Using explicit mapping creation
If you consider an index as a database in the SQL world, a mapping is similar to the table definition.
ElasticSearch is able to understand the structure of the document that you are indexing (reflection) and creates the mapping definition automatically (explicit mapping creation).
Getting ready
You will need a working ElasticSearch cluster, an index named test (see the Creating an index recipe in Chapter 4, Basic Operations), and basic knowledge of JSON.
How to do it...
To create an explicit mapping, perform the following steps:
- You can explicitly create a mapping by adding a new document in ElasticSearch:
- On a Linux shell:
#create an index curl -XPUT http://127.0.0.1:9200/test #{acknowledged":true} #put a document curl -XPUT http://127.0.0.1:9200/test/mytype/1 -d '{"name":"Paul", "age":35}' # {"ok":true,"_index":"test","_type":"mytype","_id":"1","_version":1} #get the mapping and pretty print it curl –XGET http://127.0.0.1:9200/test/mytype/_mapping?pretty=true
- On a Linux shell:
- This is how the resulting mapping, autocreated by ElasticSearch, should look:
{ "mytype" : { "properties" : { "age" : { "type" : "long" }, "name" : { "type" : "string" } } } }
How it works...
The first command line creates an index named test, where you can configure the type/mapping and insert documents.
The second command line inserts a document into the index. (We'll take a look at index creation and record indexing in Chapter 4, Basic Operations.)
During the document's indexing phase, ElasticSearch checks whether the mytype
type exists; if not, it creates the type dynamically.
ElasticSearch reads all the default properties for the field of the mapping and starts processing them:
- If the field is already present in the mapping, and the value of the field is valid (that is, if it matches the correct type), then ElasticSearch does not need to change the current mapping.
- If the field is already present in the mapping but the value of the field is of a different type, the type inference engine tries to upgrade the field type (such as from an integer to a long value). If the types are not compatible, then it throws an exception and the index process will fail.
- If the field is not present, it will try to autodetect the type of field; it will also update the mapping to a new field mapping.
There's more...
In ElasticSearch, the separation of documents in types is logical: the ElasticSearch core engine transparently manages it. Physically, all the document types go in the same Lucene index, so they are not fully separated. The concept of types is purely logical and is enforced by ElasticSearch. The user is not bothered about this internal management, but in some cases, with a huge amount of records, this has an impact on performance. This affects the reading and writing of records because all the records are stored in the same index file.
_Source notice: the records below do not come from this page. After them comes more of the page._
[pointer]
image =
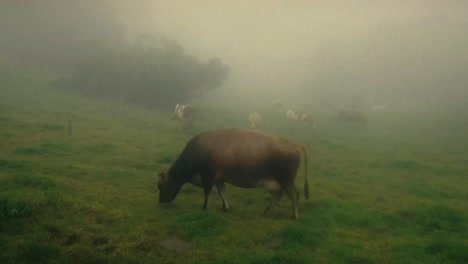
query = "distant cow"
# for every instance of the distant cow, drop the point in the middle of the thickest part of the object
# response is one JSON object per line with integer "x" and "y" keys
{"x": 299, "y": 116}
{"x": 351, "y": 116}
{"x": 185, "y": 115}
{"x": 255, "y": 119}
{"x": 242, "y": 157}
{"x": 379, "y": 107}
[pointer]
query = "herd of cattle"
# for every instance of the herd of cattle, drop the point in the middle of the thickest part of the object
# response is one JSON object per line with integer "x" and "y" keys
{"x": 247, "y": 158}
{"x": 185, "y": 115}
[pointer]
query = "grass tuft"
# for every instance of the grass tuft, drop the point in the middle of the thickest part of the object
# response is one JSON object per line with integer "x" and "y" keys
{"x": 45, "y": 148}
{"x": 199, "y": 224}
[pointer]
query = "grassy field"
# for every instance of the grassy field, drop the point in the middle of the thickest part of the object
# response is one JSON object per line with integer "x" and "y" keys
{"x": 391, "y": 191}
Every document has a unique identifier, called UID, for an index; it's stored in the special _uid
field of the document. It's automatically calculated by adding the type of the document to the _id
value. (In our example, the _uid
value will be mytype#1
.)
The _id
value can be provided at the time of indexing, or it can be assigned automatically by ElasticSearch if it's missing.
When a mapping type is created or changed, ElasticSearch automatically propagates mapping changes to all the nodes in the cluster so that all the shards are aligned such that a particular type can be processed.